SigmaEval is agnostic to the specific model/provider used by the application under test. For the LLM-as-a-Judge component, SigmaEval uses the LiteLLM library under the hood, which provides a unified interface to many providers and models (OpenAI, Anthropic, Google, Ollama, etc.).
Each SigmaEval run performs multiple LLM calls for rubric generation, user simulation, and judging, which has direct cost implications based on the models and sample_size you choose. While thorough evaluation requires investment, you can manage costs effectively:
-
Use Different Models for Different Roles: The quality of the judge is critical for reliable scores, so it's best to use a relatively powerful model (e.g., openai/gpt-5-mini or gemini/gemini-2.5-flash) for the judge_model. The user simulation, however, is often less demanding. You can use a smaller, faster, and cheaper model (e.g., openai/gpt-5-nano, gemini/gemini-2.5-flash-lite, or a local model like ollama/llama2) for the user_simulator_model to significantly reduce costs without compromising the quality of the evaluation.

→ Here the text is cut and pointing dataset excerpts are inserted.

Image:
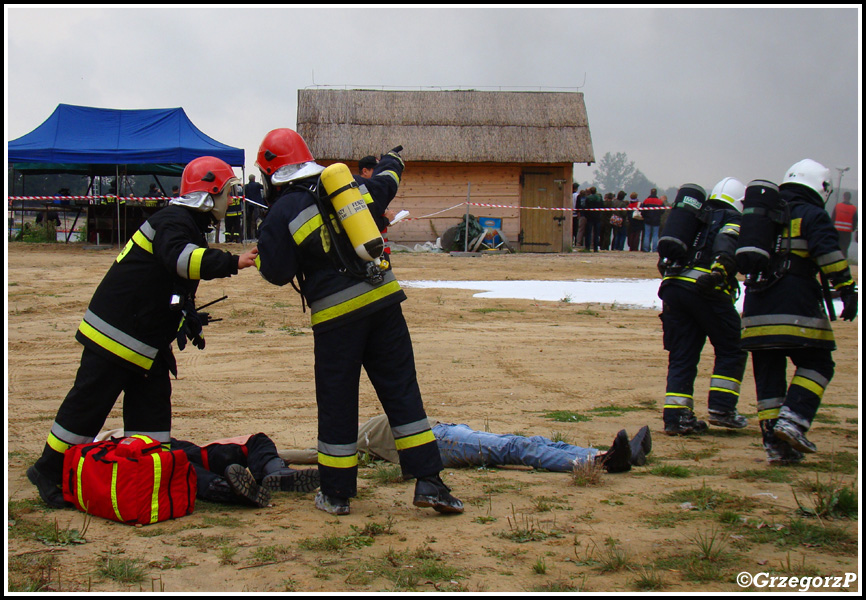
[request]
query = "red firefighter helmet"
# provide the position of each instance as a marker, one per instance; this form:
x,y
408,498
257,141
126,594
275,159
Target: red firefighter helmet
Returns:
x,y
205,186
284,156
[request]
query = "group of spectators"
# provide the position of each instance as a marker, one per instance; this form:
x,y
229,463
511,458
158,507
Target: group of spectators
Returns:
x,y
636,225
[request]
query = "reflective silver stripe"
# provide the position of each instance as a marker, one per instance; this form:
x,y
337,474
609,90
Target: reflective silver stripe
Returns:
x,y
337,449
183,260
69,437
813,376
754,249
163,437
354,291
305,215
148,230
799,320
790,415
828,259
118,336
410,428
725,384
770,403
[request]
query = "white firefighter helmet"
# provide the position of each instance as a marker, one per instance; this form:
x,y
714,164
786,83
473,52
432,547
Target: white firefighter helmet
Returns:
x,y
730,190
811,174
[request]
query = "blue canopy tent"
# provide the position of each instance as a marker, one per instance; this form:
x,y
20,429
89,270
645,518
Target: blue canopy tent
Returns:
x,y
98,141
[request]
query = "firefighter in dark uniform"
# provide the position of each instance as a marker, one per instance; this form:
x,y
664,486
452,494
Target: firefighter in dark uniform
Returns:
x,y
234,216
356,322
698,295
784,317
145,301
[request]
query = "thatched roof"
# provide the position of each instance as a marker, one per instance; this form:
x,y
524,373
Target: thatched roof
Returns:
x,y
447,126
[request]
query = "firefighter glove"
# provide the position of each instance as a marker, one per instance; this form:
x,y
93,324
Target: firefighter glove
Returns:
x,y
191,327
709,282
849,303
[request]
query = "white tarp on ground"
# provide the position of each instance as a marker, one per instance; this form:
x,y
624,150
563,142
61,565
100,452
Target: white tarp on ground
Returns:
x,y
624,293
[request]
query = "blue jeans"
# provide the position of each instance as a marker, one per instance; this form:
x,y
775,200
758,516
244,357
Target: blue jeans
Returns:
x,y
651,238
461,446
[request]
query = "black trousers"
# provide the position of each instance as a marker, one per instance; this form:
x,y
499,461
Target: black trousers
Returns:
x,y
688,319
802,397
210,461
381,345
98,384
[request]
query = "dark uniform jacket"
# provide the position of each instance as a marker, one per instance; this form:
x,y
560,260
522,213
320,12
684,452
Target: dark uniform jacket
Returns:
x,y
789,313
719,241
294,242
129,319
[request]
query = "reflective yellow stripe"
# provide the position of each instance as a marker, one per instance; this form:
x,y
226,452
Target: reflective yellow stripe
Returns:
x,y
114,347
810,385
770,413
57,444
157,481
78,472
355,303
792,330
195,263
338,462
114,493
145,244
124,252
419,439
307,228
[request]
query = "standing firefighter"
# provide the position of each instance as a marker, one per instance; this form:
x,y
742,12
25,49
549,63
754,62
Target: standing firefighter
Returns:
x,y
145,300
783,313
698,292
356,315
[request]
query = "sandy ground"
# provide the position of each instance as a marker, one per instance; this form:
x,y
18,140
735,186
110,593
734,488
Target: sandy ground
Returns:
x,y
499,365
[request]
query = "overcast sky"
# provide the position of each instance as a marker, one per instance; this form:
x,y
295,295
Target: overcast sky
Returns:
x,y
690,95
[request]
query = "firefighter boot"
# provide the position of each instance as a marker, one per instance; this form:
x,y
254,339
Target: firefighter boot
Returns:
x,y
280,478
683,422
794,434
730,419
49,491
618,458
244,485
332,504
778,452
641,445
431,492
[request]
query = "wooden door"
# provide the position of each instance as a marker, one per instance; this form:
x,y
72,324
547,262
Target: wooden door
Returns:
x,y
541,229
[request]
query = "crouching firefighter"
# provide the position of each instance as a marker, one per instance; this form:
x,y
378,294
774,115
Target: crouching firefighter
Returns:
x,y
144,300
789,242
698,292
311,234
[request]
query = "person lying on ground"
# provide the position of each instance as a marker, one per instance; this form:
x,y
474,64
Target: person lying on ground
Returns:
x,y
462,446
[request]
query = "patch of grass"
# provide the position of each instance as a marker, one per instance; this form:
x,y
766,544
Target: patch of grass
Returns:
x,y
271,554
120,569
614,411
587,473
31,572
829,499
648,579
566,416
675,471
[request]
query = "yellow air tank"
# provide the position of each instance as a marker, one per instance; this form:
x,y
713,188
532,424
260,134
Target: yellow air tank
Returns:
x,y
352,212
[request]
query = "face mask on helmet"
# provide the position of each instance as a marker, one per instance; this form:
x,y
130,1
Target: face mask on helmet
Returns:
x,y
812,175
731,191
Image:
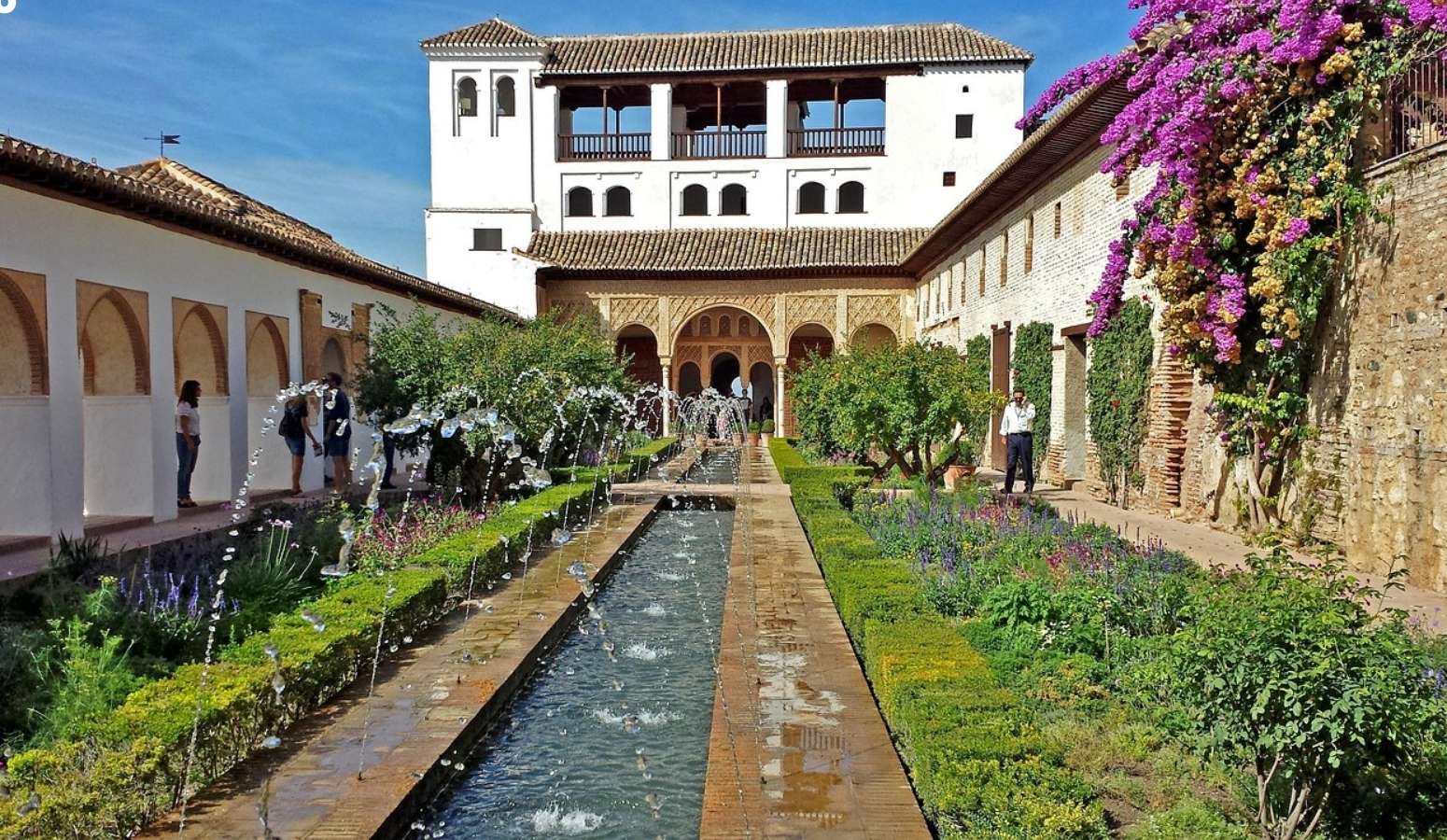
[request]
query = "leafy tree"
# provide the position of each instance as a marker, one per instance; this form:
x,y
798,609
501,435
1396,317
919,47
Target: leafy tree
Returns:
x,y
1033,371
526,371
1117,382
1284,665
909,402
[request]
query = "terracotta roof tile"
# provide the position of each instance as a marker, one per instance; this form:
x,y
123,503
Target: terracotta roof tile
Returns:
x,y
747,50
725,250
173,192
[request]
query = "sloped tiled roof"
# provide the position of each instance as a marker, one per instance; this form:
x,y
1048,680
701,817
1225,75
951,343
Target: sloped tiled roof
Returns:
x,y
733,252
492,32
906,44
171,192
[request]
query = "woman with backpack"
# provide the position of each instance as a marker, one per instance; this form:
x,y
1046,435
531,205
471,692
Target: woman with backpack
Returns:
x,y
295,429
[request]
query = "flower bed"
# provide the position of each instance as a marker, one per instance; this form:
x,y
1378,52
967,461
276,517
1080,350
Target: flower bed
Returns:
x,y
1047,679
121,771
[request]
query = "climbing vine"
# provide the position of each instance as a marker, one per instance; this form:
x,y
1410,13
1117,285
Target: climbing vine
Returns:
x,y
1116,384
1033,371
1249,116
977,379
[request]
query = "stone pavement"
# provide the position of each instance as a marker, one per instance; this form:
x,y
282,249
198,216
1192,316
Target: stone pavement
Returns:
x,y
431,703
797,747
1212,547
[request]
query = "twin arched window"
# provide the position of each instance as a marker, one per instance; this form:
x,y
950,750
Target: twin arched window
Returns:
x,y
617,202
850,198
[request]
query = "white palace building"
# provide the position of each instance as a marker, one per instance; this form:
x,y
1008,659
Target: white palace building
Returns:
x,y
852,128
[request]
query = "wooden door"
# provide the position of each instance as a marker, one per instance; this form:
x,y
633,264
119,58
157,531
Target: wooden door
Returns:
x,y
1000,384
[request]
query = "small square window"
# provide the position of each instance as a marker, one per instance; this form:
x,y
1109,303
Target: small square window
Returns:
x,y
486,239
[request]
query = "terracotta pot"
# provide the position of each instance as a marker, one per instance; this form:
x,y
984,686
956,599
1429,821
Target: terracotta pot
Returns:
x,y
954,474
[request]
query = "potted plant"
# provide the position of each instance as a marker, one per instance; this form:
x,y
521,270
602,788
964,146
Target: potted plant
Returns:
x,y
961,470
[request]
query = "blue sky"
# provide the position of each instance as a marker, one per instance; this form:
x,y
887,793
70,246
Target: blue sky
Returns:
x,y
318,105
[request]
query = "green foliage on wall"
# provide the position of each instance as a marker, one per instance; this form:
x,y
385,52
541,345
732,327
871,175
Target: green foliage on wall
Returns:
x,y
1033,371
1117,382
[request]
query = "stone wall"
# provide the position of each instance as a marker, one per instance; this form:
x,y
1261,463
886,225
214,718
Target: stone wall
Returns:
x,y
1375,477
1379,394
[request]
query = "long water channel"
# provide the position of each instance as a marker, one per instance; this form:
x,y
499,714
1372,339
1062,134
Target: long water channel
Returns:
x,y
613,743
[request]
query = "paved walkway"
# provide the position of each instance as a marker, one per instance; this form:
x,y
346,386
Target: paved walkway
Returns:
x,y
1212,547
797,748
430,705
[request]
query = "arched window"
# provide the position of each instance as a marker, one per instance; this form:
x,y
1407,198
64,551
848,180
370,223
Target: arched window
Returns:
x,y
507,97
468,97
695,200
617,202
579,202
734,200
810,197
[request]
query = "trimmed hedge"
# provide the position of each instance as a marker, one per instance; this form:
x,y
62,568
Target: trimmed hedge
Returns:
x,y
976,758
126,769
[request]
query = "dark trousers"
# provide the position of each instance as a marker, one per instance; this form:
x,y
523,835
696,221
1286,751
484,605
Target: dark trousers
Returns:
x,y
186,465
1019,455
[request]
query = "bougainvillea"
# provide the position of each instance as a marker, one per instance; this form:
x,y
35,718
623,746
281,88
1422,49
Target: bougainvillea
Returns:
x,y
1250,116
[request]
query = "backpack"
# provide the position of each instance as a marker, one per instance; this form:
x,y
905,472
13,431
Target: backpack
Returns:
x,y
289,426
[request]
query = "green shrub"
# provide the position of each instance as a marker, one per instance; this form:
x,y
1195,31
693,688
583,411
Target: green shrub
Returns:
x,y
976,758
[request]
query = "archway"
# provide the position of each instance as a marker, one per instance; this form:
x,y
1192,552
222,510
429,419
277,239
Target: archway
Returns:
x,y
116,420
723,371
334,360
691,382
113,350
805,342
762,376
22,343
641,347
200,350
871,337
265,360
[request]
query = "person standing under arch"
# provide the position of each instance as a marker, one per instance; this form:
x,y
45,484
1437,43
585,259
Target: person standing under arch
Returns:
x,y
189,440
337,432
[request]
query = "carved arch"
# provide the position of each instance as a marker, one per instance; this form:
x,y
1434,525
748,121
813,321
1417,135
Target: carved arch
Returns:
x,y
31,334
136,339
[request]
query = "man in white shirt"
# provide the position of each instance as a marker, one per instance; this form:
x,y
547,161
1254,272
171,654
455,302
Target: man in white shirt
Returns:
x,y
1018,432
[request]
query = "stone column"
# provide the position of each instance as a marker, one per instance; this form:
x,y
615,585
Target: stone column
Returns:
x,y
666,407
67,408
776,118
660,120
779,394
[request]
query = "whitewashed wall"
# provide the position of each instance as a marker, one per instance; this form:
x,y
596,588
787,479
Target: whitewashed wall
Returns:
x,y
65,453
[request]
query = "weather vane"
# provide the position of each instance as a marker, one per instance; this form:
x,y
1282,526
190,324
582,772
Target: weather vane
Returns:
x,y
165,141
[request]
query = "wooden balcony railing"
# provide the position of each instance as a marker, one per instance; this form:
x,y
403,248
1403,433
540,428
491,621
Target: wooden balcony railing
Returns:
x,y
604,147
825,142
1417,105
718,145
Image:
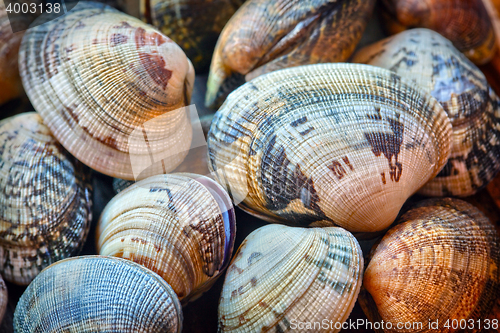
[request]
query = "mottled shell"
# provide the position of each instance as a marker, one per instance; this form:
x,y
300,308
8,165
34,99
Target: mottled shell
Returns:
x,y
345,143
98,294
464,22
95,75
432,62
10,82
181,226
45,199
283,275
441,262
264,36
194,25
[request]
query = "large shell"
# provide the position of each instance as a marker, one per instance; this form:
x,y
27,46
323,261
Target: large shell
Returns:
x,y
432,62
441,263
98,77
264,36
345,143
10,82
193,24
282,276
98,294
464,22
45,199
182,226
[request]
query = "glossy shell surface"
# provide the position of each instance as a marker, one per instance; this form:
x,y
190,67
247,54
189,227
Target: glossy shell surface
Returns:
x,y
465,23
182,226
264,36
97,76
341,143
194,25
441,262
45,199
283,275
432,62
98,294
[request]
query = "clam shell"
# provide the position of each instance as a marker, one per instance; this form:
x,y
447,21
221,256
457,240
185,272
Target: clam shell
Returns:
x,y
283,275
441,262
465,23
10,82
194,25
98,77
98,294
181,226
432,62
45,199
344,143
264,36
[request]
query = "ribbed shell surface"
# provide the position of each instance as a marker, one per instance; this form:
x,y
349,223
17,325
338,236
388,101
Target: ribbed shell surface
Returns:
x,y
344,143
181,226
10,82
98,294
264,36
283,275
441,262
95,75
193,24
432,62
45,199
464,22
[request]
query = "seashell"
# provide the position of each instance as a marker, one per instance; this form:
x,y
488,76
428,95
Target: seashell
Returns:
x,y
10,82
194,25
283,275
45,199
264,36
464,22
101,79
98,294
440,263
341,143
432,62
181,226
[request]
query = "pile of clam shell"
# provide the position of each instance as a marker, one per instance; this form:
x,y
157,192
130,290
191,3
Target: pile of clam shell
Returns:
x,y
117,196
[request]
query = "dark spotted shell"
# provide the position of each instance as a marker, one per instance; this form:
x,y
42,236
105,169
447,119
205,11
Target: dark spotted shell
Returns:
x,y
193,24
440,262
264,36
181,226
98,294
432,62
98,77
45,199
283,275
345,144
465,23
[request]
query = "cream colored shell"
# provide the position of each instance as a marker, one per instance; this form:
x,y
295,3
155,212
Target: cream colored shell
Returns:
x,y
95,75
344,144
432,62
440,263
283,275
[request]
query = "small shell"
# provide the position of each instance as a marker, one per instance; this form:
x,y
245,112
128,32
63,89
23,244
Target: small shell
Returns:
x,y
194,25
45,199
283,275
181,226
432,62
264,36
98,294
465,23
344,143
442,262
10,82
98,77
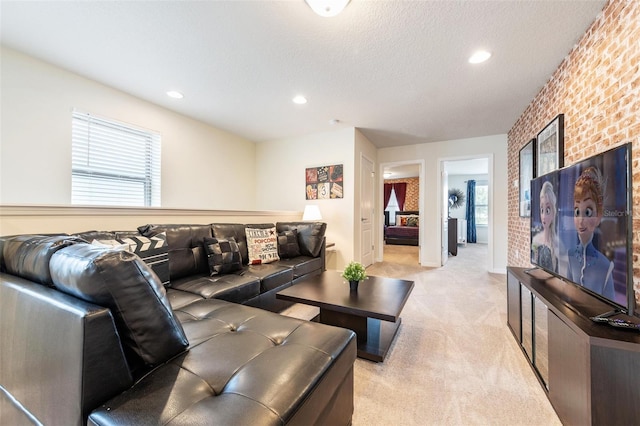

sigma_eval = SigmaEval( judge_model="gemini/gemini-2.5-flash", user_simulator_model="gemini/gemini-2.5-flash-lite", # ... other settings ) -
Start with a Small sample_size: During iterative development and debugging, use a small sample_size (e.g., 5-10) to get a quick signal on performance. This allows you to fail fast and fix issues without incurring high costs. Once you are ready for a final, statistically rigorous validation (e.g., before a release), you can increase the sample_size to a larger number (e.g., 30-100+) to achieve higher statistical confidence.
Ultimately, the cost of evaluation should be seen as a trade-off. A small investment in automated, statistical evaluation can prevent the much higher costs associated with shipping a low-quality, unreliable AI product.
To better address the "infinite input space" problem, SigmaEval's user simulator can be configured to adopt a wide variety of writing styles. This feature helps ensure your application is robust to the many ways real users communicate.
By default, for each of the sample_size evaluation runs, the user simulator will randomly adopt a different writing style by combining four independent axes:
- proficiency: The user's grasp of grammar and vocabulary (e.g., "Middle-school level," "Flawless grammar and sophisticated vocabulary").
- tone: The user's emotional disposition (e.g., "Polite and friendly," "Impatient and slightly frustrated").
- verbosity: The length and detail of the user's messages (e.g., "Terse and to-the-point," "Verbose and descriptive").
- formality: The user's adherence to formal language conventions (e.g., "Formal and professional," "Casual with slang").
This behavior is on by default and can be configured or disabled via the WritingStyleConfig object passed to the SigmaEval constructor.
This system ensures that the Given (persona) and When (goal) clauses of your ScenarioTest are always prioritized. The writing style adds a layer of realistic, stylistic variation without overriding the core of the test scenario.
SigmaEval uses Python's standard logging module to provide visibility into the evaluation process. You can control the verbosity by passing a log_level to the SigmaEval constructor.
- logging.INFO (default): Provides a high-level overview, including a progress bar for data collection.
- logging.DEBUG: Offers detailed output for troubleshooting, including LLM prompts, conversation transcripts, and judge's reasoning.
To improve robustness against transient network or API issues, SigmaEval automatically retries failed LLM calls using an exponential backoff strategy (powered by the Tenacity library). This also includes retries for malformed or unparsable LLM responses. This applies to rubric generation, user simulation, and judging calls.
The retry behavior can be customized by passing a RetryConfig object to the SigmaEval constructor. If no configuration is provided, default settings are used.
You can also run a full suite of tests by passing a list of ScenarioTest objects to the evaluate method. The tests will be run concurrently.
For more comprehensive validation, SigmaEval supports testing multiple conditions and assertions within a single ScenarioTest. This allows you to check for complex behaviors and verify multiple statistical properties in an efficient manner.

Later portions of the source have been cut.